State Hub recording is opt-in through `--record-state-hub` or
`CREDENTIAL_RECORD_STATE_HUB=1`. The helper writes request lifecycle notes to
`/progress/` with non-secret metadata only:

- grant id, actor, actor type, subject, purpose, requested TTL, delivery mode;
- authorization mode, decision id, and decision reason;
- lease accessor, wrapping accessor, or wrapped accessor when available;
- status values such as `requested`, `issued`, `wrapped`, `revoked`, or
  `delegated`.

It never records raw child tokens, wrapping tokens, token files, passwords,
OpenBao root/platform-admin tokens, or command output.

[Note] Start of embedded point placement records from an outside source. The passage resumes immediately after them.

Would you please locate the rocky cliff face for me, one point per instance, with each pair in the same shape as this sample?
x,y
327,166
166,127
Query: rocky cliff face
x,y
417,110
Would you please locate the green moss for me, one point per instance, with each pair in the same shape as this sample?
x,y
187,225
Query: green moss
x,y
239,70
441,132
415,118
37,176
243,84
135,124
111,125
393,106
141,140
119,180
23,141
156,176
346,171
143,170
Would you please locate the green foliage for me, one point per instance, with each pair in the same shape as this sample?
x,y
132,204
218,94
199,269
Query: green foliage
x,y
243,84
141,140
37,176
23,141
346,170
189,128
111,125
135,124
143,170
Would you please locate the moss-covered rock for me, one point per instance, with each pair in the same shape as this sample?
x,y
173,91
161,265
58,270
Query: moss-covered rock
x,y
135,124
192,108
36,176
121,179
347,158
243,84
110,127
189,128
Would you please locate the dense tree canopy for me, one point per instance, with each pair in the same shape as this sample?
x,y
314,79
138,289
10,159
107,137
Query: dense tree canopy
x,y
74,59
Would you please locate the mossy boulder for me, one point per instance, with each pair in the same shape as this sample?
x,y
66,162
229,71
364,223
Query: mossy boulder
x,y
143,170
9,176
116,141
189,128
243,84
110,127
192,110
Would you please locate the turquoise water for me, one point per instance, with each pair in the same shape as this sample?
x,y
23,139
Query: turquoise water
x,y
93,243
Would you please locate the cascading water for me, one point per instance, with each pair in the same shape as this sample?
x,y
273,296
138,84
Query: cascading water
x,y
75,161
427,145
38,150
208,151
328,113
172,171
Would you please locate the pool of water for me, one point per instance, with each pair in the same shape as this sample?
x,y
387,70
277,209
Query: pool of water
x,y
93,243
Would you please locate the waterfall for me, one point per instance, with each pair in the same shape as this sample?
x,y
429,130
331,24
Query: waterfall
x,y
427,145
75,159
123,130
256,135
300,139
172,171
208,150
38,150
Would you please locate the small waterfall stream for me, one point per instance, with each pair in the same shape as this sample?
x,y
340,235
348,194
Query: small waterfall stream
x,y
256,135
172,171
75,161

## Verification And Revocation

Offline checks:

```bash
make credential-grants-validate
make credential-tests
make openbao-token-grants-dry-run
make openbao-verify-token-grants-dry-run
make credential-helper-dry-run
```

Live source-owned checks, once an approved OpenBao issuer token path exists:

```bash
OPENBAO_TOKEN_FILE=~/.local/openbao/platform-admin.token make openbao-configure-token-grants
OPENBAO_TOKEN_FILE=~/.local/openbao/platform-admin.token make openbao-verify-token-grants-smoke
OPENBAO_TOKEN_FILE=~/.local/openbao/platform-admin.token make credential-exec-ops-warden-smoke
```

Emergency revocation by accessor:

```bash
scripts/credential.py revoke <lease-accessor>
```

When using `local-token-file`, remove stale local lease material after revoke or
expiry:

```bash
find .local/credential-leases -type f -maxdepth 1 -print
```

Response wrapping live verification is manual until a richer integration test
exists: unwrap the returned wrapping token once with OpenBao, confirm the second
unwrap attempt fails, then revoke the wrapped child token by accessor.

## Routing And Rollout

Credential routing remains split by responsibility:

- `ops-warden` signs SSH certificates only;
- OpenBao token or dynamic-lease needs route to `railiance-platform`;
- login/MFA routes to KeyCape;
- authorization decisions route to flex-auth.

The rollout sequence is:

1. `ops-warden/warden-sign` pilot for the flex-auth/ops-warden smoke.
2. Platform-readonly token helper for diagnostics.
3. Workload-specific grants for application repositories.
4. Optional split to a dedicated credential-broker repo if the helper grows
   beyond platform ownership.

The workplan can close only after the live warden-sign pilot runs through the
helper and the credential routing catalog returns this railiance-platform flow
for VAULT_TOKEN/OpenBao-token requests.

## Implementation Sequence

1. Validate and maintain the non-secret grant catalog.
2. Add bounded OpenBao token role configuration for each OpenBao-token grant.
3. Build a small helper that supports `request`, `exec`, `status`, and `revoke`.
4. Add optional flex-auth preflight and State Hub request lifecycle metadata.
5. Update ops-warden routing so OpenBao token needs point here, while SSH certificate issuance remains in ops-warden.

Live token issuance requires an approved operator path to create or use the
non-root issuer capability. Source-only validation and dry-run helper behavior
must remain useful without a live token.